Games can get tight and tense! Decisions or actions made by players, coaches and referees can have a major bearing on the outcome of a game. The larger the importance of a game, the more magnified those decisions or actions seem to be! Given the investment in time and energy, you and your team have put in, sometimes it can be easy to lose perspective and see a referee’s call as an absolute factor in the outcome of the game and perhaps your season. We see it all too often and am willing to admit I have been on that slippery path more than once.
Factors to Consider as a Basketball Coach
Here are a few factors to consider if you find yourself going down that path as a coach:
How Do You Evaluate Your Success?
Firstly, take a step back and review what is important in evaluating your success as a coach and what your goal is for the season. Is it just about winning? Quite often you will simply not have the most talented or experienced players in your team. Is it just about improvement? The win-loss column would help you in determining your improvement, but by no means is it the defining measure. Winning is more the macro reflection of all the micro improvements. Is yours a S.M.A.R.T goal? (Specific, Measurable, Achievable, Relevant and Timely).
Specific – If your expectations are vague, based on the macro (win/loss) and not the micro (improvement in skills, teamwork & decision making), then you are more likely to look at a referee’s decisions as the defining moments affecting your success.
Measured – If you have measured your performances over the season you are more likely to recognise that turnovers or some other aspect of the game is more of a problem than a referee’s call.
Achievable – If your expectation is beyond what is achievable then you are more likely to see factors that are outside your control.
Relevant – If your goals are not relevant to your own skills as a coach you may need to learn more about the game so that you realize why the game result does not hinge on a referee’s call.
Timely – If all your micro goals have an “achieved by date”, then you would understand that you have done everything you could, to help your team be successful and that a referee’s call does not carry much weight.
How Many Errors Have Your Team Committed?
Secondly, take the time to reflect on how many errors you and each one of your players have committed, not only through a game but through the whole season. Ask your self how many times you have not made yourself and your players accountable for those missed shots, those turnovers, those missed boxouts, those poor shots that lead to runouts and layups, those missed substitutions or timeouts and then stack them up against the one or two calls in a game that referees are usually held accountable for in a game.
Now ask yourself, “Is that fair?” and “Which process can influence the outcome of a game the most?” I am guessing a couple of calls might cost you 4 to 6 points on the scoreboard but missed boxouts, turnovers or letting your best player foul out because of a missed substitution or not holding him accountable for his poor defensive technique will cost you a whole lot more on the scoreboard.
Seeing the Game from a Different Perspective
After these considerations, if you can see the game from a different perspective you will realize that you and your players have far more control over the outcome of the game then a referee’s call.
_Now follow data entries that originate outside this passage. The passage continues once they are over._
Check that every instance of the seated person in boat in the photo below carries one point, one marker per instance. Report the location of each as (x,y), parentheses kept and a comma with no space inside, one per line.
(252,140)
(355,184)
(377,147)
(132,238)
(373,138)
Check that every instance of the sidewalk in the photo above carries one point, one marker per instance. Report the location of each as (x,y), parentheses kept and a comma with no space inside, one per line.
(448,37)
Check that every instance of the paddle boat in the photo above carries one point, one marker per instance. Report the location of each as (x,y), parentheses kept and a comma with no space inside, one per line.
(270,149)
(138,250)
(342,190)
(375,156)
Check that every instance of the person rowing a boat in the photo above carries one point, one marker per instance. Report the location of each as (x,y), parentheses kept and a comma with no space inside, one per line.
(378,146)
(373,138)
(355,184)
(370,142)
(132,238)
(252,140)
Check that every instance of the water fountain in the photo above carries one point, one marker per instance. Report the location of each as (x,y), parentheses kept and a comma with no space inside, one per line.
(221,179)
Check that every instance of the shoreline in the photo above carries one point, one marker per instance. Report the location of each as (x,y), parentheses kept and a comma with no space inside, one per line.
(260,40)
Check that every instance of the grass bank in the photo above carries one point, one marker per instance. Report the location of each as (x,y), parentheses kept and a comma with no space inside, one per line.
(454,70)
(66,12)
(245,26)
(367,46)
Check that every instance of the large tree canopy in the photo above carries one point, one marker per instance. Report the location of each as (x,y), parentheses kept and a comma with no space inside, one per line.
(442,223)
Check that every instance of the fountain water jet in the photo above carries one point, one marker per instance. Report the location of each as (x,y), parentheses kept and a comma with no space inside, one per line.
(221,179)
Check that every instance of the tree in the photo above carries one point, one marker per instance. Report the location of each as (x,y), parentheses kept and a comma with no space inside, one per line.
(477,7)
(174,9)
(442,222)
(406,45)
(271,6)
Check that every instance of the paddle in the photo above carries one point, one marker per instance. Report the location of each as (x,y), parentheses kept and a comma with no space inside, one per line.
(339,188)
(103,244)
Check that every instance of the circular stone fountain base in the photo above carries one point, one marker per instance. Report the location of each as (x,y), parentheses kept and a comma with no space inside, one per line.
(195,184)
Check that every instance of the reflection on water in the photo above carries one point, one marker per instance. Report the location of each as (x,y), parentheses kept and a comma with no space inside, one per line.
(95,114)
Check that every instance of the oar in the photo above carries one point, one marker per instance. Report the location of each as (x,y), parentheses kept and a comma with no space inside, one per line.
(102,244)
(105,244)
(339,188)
As a result, you will be a calmer, in the zone, game time and bigtime performer, as a coach. From this perspective, you are far more likely to have a conversation with the referee in the manner, at the right time and place. Your conversations will build relationships. It could be, nurturing and being supportive of a green shirt or a young referee at their first state championship or the calming nod from an experience QBL referee when your emotions take over on a call.
Master your craft, to avoid the slippery path and try not to fall over! When you do fall, learn from it! Look inwards at the things you can control, there is much more room for improvement when you do! And you might just win some more games in the process!